Whole Foods Market (NYSE:WFM) is the worst performing stock in the S&P 500 this year. I believe the selloff is overdone, and this may be a generational opportunity to get a growing brand at a discount. There may be some more downside, but I would start to buy in at the present price and look to add.
There are several reasons why I think Whole Foods stock has a lot of upside from here. All the negative news regarding same store sales and revenue misses are likely short-term blips in a long-term story that is incredibly compelling.
1. It Remains the Dominant Brand
I find many parallels between Whole Foods and another legendary American success story: Starbucks (NASDAQ:SBUX). They are both dominant brands in an industry with only a few large players.

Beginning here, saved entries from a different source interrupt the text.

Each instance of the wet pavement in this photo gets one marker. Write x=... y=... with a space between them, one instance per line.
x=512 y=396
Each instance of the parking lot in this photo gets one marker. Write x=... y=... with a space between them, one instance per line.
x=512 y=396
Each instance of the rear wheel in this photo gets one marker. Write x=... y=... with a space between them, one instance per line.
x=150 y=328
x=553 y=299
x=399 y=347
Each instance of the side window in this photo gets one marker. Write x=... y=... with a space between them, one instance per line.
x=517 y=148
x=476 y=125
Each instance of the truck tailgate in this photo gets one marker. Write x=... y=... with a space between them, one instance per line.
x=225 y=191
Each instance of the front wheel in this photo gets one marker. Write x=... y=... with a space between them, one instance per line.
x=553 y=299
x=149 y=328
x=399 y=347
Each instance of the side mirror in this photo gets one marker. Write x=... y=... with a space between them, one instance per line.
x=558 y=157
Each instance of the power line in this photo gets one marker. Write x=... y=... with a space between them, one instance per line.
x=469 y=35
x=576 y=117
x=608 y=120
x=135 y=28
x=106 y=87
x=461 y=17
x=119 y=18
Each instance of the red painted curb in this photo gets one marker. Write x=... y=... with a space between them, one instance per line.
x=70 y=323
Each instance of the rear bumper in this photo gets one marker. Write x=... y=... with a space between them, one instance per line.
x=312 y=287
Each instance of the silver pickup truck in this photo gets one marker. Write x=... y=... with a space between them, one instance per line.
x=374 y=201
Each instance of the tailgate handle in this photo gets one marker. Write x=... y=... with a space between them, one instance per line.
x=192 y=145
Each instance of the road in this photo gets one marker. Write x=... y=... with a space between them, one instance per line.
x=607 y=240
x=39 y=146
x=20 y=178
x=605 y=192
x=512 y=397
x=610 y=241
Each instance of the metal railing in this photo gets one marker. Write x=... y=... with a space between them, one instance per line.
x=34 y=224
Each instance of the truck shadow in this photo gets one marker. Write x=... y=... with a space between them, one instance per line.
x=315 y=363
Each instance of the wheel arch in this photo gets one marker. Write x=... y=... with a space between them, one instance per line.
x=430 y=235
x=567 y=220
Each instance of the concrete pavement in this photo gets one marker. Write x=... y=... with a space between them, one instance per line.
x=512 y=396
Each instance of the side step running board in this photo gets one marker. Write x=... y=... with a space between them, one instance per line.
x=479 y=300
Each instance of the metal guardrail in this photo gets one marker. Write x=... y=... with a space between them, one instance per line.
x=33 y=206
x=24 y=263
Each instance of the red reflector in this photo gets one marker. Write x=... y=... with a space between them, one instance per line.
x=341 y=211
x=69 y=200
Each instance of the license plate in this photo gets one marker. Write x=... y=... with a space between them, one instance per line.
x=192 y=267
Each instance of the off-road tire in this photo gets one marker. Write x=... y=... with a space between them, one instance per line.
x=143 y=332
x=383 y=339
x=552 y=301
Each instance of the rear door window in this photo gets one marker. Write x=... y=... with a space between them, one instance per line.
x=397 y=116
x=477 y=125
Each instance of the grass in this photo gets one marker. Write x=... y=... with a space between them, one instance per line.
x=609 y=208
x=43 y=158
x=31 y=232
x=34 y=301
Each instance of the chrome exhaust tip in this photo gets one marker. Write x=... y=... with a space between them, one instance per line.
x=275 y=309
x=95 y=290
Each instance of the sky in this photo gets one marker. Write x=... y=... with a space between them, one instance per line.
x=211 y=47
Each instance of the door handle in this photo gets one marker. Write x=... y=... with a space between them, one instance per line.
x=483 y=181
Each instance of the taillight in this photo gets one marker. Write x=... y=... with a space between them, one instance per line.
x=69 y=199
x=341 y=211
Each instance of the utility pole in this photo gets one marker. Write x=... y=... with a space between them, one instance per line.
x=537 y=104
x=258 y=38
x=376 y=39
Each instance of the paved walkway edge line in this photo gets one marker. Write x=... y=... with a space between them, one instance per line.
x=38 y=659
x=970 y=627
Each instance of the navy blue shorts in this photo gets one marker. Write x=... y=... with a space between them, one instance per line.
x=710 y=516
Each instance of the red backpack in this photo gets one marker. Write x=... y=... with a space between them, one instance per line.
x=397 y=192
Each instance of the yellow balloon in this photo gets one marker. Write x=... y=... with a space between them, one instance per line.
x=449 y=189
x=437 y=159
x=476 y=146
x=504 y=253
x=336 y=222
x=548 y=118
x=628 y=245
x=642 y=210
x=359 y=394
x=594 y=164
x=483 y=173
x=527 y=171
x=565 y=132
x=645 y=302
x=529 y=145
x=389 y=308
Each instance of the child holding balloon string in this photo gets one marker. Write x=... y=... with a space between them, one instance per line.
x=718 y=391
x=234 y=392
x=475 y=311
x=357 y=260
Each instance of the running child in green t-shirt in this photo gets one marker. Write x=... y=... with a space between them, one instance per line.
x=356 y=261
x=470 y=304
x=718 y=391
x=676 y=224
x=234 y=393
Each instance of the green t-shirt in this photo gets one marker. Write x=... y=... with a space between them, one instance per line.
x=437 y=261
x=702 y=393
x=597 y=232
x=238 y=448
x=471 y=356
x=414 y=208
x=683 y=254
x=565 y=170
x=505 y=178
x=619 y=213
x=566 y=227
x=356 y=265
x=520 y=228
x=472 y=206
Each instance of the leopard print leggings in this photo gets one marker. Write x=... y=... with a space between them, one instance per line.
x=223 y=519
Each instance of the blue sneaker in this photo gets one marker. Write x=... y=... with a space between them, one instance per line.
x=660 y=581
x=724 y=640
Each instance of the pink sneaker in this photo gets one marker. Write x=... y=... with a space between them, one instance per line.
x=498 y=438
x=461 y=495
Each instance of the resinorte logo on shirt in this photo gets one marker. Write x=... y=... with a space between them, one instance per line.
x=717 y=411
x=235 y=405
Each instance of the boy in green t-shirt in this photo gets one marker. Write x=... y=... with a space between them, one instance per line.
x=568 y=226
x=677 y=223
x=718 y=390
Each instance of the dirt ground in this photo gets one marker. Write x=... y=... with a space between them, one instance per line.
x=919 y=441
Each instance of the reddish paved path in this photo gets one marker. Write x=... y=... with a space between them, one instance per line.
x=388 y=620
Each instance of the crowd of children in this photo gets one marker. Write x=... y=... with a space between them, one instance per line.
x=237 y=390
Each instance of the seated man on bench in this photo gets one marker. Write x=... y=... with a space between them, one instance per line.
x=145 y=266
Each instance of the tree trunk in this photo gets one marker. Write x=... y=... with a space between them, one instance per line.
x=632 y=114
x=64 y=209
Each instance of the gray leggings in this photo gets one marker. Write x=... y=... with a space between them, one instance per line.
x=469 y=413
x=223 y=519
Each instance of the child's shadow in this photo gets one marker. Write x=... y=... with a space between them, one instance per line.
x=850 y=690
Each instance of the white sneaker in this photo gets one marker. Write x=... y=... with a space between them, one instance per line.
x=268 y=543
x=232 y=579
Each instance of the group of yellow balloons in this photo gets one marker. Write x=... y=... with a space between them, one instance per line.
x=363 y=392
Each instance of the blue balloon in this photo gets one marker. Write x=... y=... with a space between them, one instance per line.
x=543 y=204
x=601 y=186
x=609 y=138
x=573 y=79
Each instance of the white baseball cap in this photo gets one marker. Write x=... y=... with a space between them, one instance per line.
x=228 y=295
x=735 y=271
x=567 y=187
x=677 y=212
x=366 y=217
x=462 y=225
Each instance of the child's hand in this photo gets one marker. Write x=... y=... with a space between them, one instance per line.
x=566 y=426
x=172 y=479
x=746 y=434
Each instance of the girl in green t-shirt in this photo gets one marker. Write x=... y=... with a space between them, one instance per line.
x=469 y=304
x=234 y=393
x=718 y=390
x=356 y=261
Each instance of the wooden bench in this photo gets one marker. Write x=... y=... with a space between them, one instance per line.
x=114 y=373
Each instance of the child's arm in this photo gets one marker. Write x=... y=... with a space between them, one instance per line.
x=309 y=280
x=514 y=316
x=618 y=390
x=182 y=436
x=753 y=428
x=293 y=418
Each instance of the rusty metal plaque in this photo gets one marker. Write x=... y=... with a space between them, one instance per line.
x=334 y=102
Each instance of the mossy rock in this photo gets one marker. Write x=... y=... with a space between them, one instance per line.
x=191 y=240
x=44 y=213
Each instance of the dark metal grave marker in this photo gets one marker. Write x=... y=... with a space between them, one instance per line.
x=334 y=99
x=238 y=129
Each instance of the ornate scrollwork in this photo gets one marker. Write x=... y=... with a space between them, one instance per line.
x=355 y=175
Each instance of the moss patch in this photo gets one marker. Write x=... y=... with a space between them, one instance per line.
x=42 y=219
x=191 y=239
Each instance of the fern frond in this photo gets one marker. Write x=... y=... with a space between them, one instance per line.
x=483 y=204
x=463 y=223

Starbucks has always faced competition from other players like Peet’s Coffee, Coffee Bean & Tea Leaf, Caribou Coffee, and other regional chains. Sure, the other brands have some nice market share, but Starbucks has always been the dominant brand.
The brand has powerful associations, and the same applies to Whole Foods. When consumers think of the coffee industry, they generally think of Starbucks. Comparably, Whole Foods is associated with organic food.
2. Larger Footprint
Whole Foods has a more expansive presence than competitors Sprouts Farmer’s Market (NYSE:SFM)and The FreshMarket (NYSE:TFM). Fresh Market has 156 stores in 26 states. Sprouts has 170 stores in 9 states. Whole Foods has 360 stores in the US, Canada, and the UK.
More importantly, Whole Foods has far more capital to expand than its peers. Whole Foods sits on $1.2 billion in cash and has almost no debt. Farmers Market is a tiny payer, with only $11 million in cash and $51 million in debt. Sprouts has $149 million in cash and must service its $423 million in debt.
Whole Foods’ balance sheet, along with its robust cash flow, allow it to win any kind of race to expand.